Microbenchmarking Chipsets for Giggles
Who cares, it's fun
Motherboard chipsets have taken on fewer and fewer performance critical functions over time. In the Athlon 64 era, integrated memory controllers took the chipset out of the DRAM access path. In the early 2010s, CPUs like Intel’s Sandy Bridge brought PCIe lanes onto the CPU, letting it interface with a GPU without chipset involvement. Chipsets today still host a lot of important IO capabilities, but they’ve become a footnote in the performance equation. Benchmarking a chipset won’t be useful, but a topic doesn’t have to be useful in order to be fun. And I do think it’ll be fun to test chipset latency.
Testing the Chipset
I’m using Nemes’s Vulkan-based GPU benchmark suite here, but with some modifications that let me allocate memory with the VK_MEMORY_PROPERTY_HOST_COHERENT_BIT set, and the VK_MEMORY_PROPERTY_DEVICE_LOCAL_BIT unset. That gives me a buffer allocated out of host memory. Then, I can run the Vulkan latency test against host memory, giving me GPU memory access latency over PCIe. The GPU in play doesn’t matter here, because I’m concerned with latency differences between using CPU PCIe slots and the southbridge ones. I’m using Nvidia’s T1000 because it’s a single slot card and can fit into the bottom PCIe slot in my various systems. All of the systems below run Windows 10, except for the FX-8350 system, which I have running Windows Server 2016. I’m using the latest drivers available for those operating systems, which would be 553.50 on Windows 10 and 475.14 on Windows Server 2016.
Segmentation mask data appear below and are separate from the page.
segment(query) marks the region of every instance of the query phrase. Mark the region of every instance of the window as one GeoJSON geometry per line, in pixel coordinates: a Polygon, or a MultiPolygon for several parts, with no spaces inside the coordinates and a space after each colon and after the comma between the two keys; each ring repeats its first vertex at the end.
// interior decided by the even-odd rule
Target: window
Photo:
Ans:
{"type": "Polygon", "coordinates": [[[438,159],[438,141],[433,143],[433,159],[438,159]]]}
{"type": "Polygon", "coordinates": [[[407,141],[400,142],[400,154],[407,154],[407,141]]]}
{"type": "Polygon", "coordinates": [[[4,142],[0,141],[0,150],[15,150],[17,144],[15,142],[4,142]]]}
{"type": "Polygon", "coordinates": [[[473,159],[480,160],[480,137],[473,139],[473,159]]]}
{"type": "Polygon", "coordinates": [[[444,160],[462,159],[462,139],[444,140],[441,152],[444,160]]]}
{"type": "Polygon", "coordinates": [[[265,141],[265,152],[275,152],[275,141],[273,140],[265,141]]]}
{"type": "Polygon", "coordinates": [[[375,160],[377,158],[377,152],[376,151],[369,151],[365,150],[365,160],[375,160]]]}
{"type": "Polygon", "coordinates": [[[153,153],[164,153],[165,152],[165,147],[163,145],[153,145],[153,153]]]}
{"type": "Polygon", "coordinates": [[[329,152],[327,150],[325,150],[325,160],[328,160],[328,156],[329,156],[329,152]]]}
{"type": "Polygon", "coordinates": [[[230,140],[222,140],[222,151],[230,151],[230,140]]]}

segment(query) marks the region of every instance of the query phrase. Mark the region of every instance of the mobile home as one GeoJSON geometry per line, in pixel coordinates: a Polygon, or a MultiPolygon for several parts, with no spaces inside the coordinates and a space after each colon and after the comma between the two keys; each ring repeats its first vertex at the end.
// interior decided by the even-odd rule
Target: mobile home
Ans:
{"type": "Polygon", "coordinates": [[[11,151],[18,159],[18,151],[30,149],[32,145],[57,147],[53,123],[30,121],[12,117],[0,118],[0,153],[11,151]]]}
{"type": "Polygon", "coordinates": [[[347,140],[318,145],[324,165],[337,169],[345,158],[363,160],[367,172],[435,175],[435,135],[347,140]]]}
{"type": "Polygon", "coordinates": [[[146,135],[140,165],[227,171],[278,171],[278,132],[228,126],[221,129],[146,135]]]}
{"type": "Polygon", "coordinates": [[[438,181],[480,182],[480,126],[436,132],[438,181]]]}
I also tried testing in the other direction by having the CPU access GPU device memory. Nemes actually does that for her Vulkan uplink latency test. However, I hit unexplainable inflection points when testing across a range of test sizes. Windows performance metrics indicated a ton of page faults at larger test sizes, perhaps hinting at driver intervention. Investigating that is a rabbit hole I don’t want to go down, and the CPU to VRAM access behavior I observed with the T1000 didn’t apply in the same way across different GPUs. I’ll therefore be focusing on GPU to host memory access latency, though I’ll leave a footnote at the end for CPU-side results.
Cache Bandwidth and Probes
Setting the VK_MEMORY_PROPERTY_HOST_COHERENT_BIT means writes can be made visible between the CPU and GPU without explicit cache flush and invalidate commands. With the T1000, this has the strange side effect of causing a lot of probe traffic even when the GPU hits its own caches. GPU cache hit bandwidth can be constrained depending on platform configuration, possibly depending on probe throughput. AMD’s old Piledriver CPU has northbridge performance events that can track probe results. These events show a flood of probes when the test goes through small sizes that fit within the T1000’s caches. Probe activity dips when the test reaches larger sizes and bandwidth is constrained by the PCIe link.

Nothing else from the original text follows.